Fast forward, and Leon has just completed a Bachelor of Arts Screen: Production. In the process, she produced an award-winning short film, Sunnies, and via AFTRS’ Graduate Program, worked in the ABC Children’s department, gaining valuable insights into commissioning and production decisions.

Now Leon is working in the industry as a freelance notetaker and developing her own projects with peers she met at AFTRS, including a comedy series about youth workers – as they say, write what you know. 

Rather than course descriptions or brochures, it was talking to other students at the AFTRS Open Day five years ago that encouraged Leon to take a punt on her dream. 

“I remember speaking to a current student about how he found the course accessible because of its balance of practical and theoretical teaching. I also met someone from the Indigenous (now the First Nations & Outreach) department and heard there was a Koori club and scholarships available for Indigenous students. 

“Then I spoke with a number of lecturers who made me confident that, although I was still recovering from a significant health condition, I would be supported to manage a full-time course load. I left feeling very excited and significantly less intimidated than when I arrived.” 

This year, AFTRS Open Day is back on campus for the first time since the pandemic, and the focus is on the hands-on. There will be student film screenings, a string quartet playing film scores, and a live radio broadcast.

A group of current Bachelor of Arts Screen: Production will also take on the daunting challenge of taking a project from script to screen in just five hours. Over the course of the day, the students will write a script, shoot it with the assistance of Open Day visitors as cast and crew, and then edit, mix and deliver it to the projectionist in the AFTRS theatre at 3.00pm for the world premiere in front of the Open Day audience. Students will then participate in a panel discussion to reflect on the experience, their time at AFTRS and answer any burning questions.
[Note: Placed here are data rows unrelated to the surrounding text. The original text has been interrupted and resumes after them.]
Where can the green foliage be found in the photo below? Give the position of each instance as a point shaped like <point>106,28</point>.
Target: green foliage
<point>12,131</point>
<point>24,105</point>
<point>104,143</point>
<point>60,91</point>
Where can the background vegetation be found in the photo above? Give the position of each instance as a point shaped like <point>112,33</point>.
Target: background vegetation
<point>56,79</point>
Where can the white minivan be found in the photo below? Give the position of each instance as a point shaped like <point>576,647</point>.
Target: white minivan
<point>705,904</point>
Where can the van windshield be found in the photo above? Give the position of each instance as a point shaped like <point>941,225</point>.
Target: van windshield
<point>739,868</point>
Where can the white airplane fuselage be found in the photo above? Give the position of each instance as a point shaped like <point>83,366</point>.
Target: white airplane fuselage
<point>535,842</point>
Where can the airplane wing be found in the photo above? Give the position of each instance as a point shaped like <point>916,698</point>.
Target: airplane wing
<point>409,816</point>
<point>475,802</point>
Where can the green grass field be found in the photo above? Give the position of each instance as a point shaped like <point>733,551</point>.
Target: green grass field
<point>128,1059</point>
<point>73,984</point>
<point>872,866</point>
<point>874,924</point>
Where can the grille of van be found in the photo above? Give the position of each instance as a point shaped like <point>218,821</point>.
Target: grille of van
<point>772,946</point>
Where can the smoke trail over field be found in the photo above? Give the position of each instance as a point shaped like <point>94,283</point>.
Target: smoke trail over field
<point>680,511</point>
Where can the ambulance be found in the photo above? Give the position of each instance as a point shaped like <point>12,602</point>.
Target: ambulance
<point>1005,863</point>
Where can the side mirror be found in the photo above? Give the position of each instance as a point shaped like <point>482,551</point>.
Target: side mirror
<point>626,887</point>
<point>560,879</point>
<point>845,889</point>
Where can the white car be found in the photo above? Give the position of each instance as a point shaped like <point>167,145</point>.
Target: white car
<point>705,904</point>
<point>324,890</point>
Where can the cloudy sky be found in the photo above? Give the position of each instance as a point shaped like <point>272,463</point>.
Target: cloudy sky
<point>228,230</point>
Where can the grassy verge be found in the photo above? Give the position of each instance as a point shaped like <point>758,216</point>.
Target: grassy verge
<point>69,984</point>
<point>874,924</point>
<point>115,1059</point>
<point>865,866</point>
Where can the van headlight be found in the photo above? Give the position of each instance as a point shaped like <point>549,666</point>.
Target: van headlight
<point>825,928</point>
The Open Day is designed to be an “access-all-areas” event, with program to also include information sessions, discussions, demonstrations, and guided tours. Prospective students are able to meet and casually chat with both staff and students to find out what life at the school is really like. For those who can’t make it to Sydney to attend in person, sessions also will be live streamed online.

AFTRS Open Day.

As an AFTRS alumna, Leon stands among the likes of Jane Campion, Gillian Armstrong, Warwick Thornton, Rachel Perkins and Phillip Noyce. With the school boasting such an impressive cohort of graduates, Leon wrestled with a familiar emotion to many a creative during her study: impostor syndrome. Reflecting on her time, she wishes she hadn’t put stock in it. 

“I think a number of different factors caused myself and many of my peers to doubt that we deserved to study at such a prestigious school. I struggled with anxiety regarding my performance a fair bit, but eventually learned to understand and manage it better. I suppose I wouldn’t have been able to do so without undertaking my degree.”

Studying at AFTRS has given Leon not only the screen and technical language necessary to navigate the industry, but an understanding that a successful creative career requires an appreciation of things that don’t necessarily always float her boat – like screen business. 

“I went in wanting to be a writer/director but my time at AFTRS taught me how strategic it is to share a producer’s mindset. Being mindful of constraints and conditions in the ideation and creation phase can help me to make choices that respect and empower my production team and increase our chances of connecting with audiences.”

While at AFTRS, Leon produced Sunnies, written and directed by fellow student Ismail Khan from the Master of Arts Screen program, which won the CAPA Best Film – Fiction prize. CAPA is the Asia-Pacific Association of CILECT, the International Association of Film and Television Schools. While awards are nice, it’s the connections that Leon made at the school that she considers most valuable. 

“While Sunnies has had well-deserved success, and I’m so thankful for the recognition our team has received, I’m most proud of being able to encourage and support my talented peers during what has been a tumultuous three-and-a-half-year journey. 

“I’m not an ambitious person, though of course I desire to make an impact with the stories I want to tell. But to me, true success is when the teams I work with experience an empowering culture of respect, kindness and responsibility.”